Birtwistle Games – 8

Birtwistle
The Second Mrs Kong [London premiere; concert staging]

Kong – John Daszak
Pearl – Rebecca von Lipinski
Anubis/Death of Kong – Stephen Richardson
Vermeer – Roderick Williams
Mirror – Claire Booth
Mirror Echo – Amy Freston
Inanna – Susan Bickley
Mr Dollarama – Robert Poulton
Swami Zumzum – Andrew Forbes-Lane
Orpheus – Andrew Watts
Madame Lena – Nuala Willis
Eurydice – Lucy Crowe

Apollo Voices
Sound Intermedia
BBC Symphony Orchestra
Martyn Brabbins


Reviewed by: Richard Whitehouse

Reviewed: 9 November, 2004
Venue: Royal Festival Hall, London

The South Bank’s “Birtwistle Games” retrospective has featured no more important performance than this first complete London performance of the composer’s opera, “The Second Mrs Kong”. After having received a favourable if somewhat bemused reception during its Glyndebourne run a decade ago, the work has since been relatively neglected; unfairly, as in bringing together those qualities which might reasonably be called ‘dramatic’, this is possibly Birtwistle’s most inclusive and satisfying stage-work.

For a start, Russell Hoban’s libretto – derived from his novel of that name – is the finest, in terms of literary quality and expressive reach, that Birtwistle has yet set: indeed, it is one of the finest opera librettos of the past half-century. This is not to deny the dramatic or theatrical efficacy of those for “The Mask of Orpheus” or “Gawain”; but their rhetorical starkness seems designed to be embodied in music, whereas that for ‘Mrs Kong’ exists perfectly well on its own merits: an incitement to explore precisely those compositional facets that serve to heighten the synthesis of words and music.

On an immediate level, the orchestral writing is of a delicacy and luminosity – without sacrificing intricacy of texture – that Birtwistle had seldom before approached: a constantly fluctuating ‘sea’ of incident appropriate in a drama at whose centre the sea of time separates the living from the dead. The vocal characterisation is appreciably less declamatory and monumental than those of previous large-scale stage-works – unfolding in long, lyrical lines that permit an intimate, even confessional expression; and against which, the sardonic asides and one-liners that Hoban liberally throws in are a reminder that this is a comedy, albeit of a thoughtful and deeply human complexion.

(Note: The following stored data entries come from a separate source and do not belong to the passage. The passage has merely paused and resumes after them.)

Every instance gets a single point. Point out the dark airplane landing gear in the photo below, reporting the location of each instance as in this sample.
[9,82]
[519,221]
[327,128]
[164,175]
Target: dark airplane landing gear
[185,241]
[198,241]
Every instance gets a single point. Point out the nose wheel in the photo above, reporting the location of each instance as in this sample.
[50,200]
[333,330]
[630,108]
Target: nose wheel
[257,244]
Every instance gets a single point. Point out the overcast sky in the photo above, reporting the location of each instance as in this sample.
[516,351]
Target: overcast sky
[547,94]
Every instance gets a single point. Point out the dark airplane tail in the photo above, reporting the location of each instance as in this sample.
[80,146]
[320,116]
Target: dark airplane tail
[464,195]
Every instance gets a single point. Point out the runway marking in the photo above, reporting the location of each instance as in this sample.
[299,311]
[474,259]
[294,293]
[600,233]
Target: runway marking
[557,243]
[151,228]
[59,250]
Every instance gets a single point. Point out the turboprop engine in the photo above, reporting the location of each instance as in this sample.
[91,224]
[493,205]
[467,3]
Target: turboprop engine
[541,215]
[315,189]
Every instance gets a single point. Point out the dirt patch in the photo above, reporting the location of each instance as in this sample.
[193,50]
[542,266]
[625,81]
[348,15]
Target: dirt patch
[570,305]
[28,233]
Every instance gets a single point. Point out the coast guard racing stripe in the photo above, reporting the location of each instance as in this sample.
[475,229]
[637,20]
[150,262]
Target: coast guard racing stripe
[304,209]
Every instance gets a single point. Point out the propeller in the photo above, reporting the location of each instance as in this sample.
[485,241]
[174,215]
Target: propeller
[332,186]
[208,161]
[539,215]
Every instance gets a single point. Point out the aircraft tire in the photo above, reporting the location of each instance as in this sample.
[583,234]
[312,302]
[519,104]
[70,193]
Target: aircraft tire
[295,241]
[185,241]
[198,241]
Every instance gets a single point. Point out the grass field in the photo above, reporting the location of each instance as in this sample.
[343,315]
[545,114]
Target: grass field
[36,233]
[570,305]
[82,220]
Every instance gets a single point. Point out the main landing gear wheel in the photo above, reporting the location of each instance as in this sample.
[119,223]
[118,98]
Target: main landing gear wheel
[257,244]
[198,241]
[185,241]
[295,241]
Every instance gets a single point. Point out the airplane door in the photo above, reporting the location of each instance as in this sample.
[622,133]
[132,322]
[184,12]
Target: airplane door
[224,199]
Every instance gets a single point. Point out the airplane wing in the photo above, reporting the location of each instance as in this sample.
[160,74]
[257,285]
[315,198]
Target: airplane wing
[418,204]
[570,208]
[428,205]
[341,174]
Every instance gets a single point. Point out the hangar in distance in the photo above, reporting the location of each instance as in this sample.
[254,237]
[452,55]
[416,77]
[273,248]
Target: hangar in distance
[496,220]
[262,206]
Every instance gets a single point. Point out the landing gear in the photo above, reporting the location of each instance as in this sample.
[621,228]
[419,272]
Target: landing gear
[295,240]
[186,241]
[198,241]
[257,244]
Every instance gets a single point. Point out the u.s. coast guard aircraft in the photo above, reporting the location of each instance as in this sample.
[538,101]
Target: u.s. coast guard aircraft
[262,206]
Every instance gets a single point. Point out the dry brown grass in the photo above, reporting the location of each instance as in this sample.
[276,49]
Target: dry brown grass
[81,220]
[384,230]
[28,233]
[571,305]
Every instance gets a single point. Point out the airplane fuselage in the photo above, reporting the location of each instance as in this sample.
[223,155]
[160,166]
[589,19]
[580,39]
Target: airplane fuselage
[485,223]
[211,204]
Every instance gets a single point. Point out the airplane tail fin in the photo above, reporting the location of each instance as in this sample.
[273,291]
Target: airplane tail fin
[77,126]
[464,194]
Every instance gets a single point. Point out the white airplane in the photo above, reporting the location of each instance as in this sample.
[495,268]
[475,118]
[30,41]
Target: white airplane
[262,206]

‘Human’ is itself an ironic term in the context of an opera whose main protagonists either no longer are or never actually were. Hence the pathos of love that develops between Kong – an ape who only ever existed in reality as an idea, and Pearl – a woman who only ever existed in reality as a portrait. Their coming-together across time and space, ostensibly to meet in the cold environs of present-day reality, cannot and never will be – hence the lines that might serve as a epigraph for the whole opera: “It is not love that moved the world from night to morning, it is the longing from what cannot be”.

A work, then, that draws on the full expressive range of its cast, such as was met admirably by the line-up for this concert performance. John Daszak made of Kong a soulful idea who emerges from the shadows only as he begins to focus his human potential, with Rebecca von Lipinski’s plaintive Pearl a representation who longs for corporeal fulfilment. Stephen Richardson’s Anubis was a commanding but rational figure of authority, whose duty as boatman to the dead is outweighed by his fascination with the urge of these two towards the living, while Roderick Williams had the necessary ardency for Vermeer, a Pygmalion-like creator who desires to possess that which he has created.

Instant repartee was made between the Inanna-Dollarama-Zumzum triumvirate, whose continuing of their earthly confrontation in the afterlife might be taken as a sideswipe at the ‘money fixes all’ mentality. Pairing Claire Booth’s Mirror with Amy Freston’s Mirror Echo gave a poetic dimension to the drama’s central premise, resulting in lambent singing of perhaps Birtwistle’s most affecting operatic writing; in striking contrast to the mythical Orpheus – able to charm the telephone into accepting an unpaid call – and Madame Lena, the ‘customary sphinx’ with as much concern in having her riddles answered as Kong has in answering them. Through the predicament of these characters, Birtwistle establishes unexpected links with The Mask of Orpheus, and evinces a dry, self-deprecatory humour.

Kenneth Richardson’s concert-staging was as effective as it was functional, and Sound Intermedia ensured that the vocal writing – audibly but never garishly amplified – carried over the orchestration, essential in an opera whose words need to be appreciated in context. Martyn Brabbins drew playing of no mean subtlety from the BBCSO, directing with a sure command of the dramatic pacing: at around 80 minutes, Act One seems too long for its dramatic good, but Act Two – essentially a journey travelled in hope – has a dramatic poise Birtwistle has rarely equalled. A worthy contribution too from Apollo Voices, too, its members varying between occasional soloists and an ironic ‘Greek Chorus’ with unobtrusive ease. But then, irony, tempered and enriched by pathos, is crucial to “The Second Mrs Kong” as in no other of Birtwistle’s stage-works: hopefully the present performance will prove more than a one-off revival.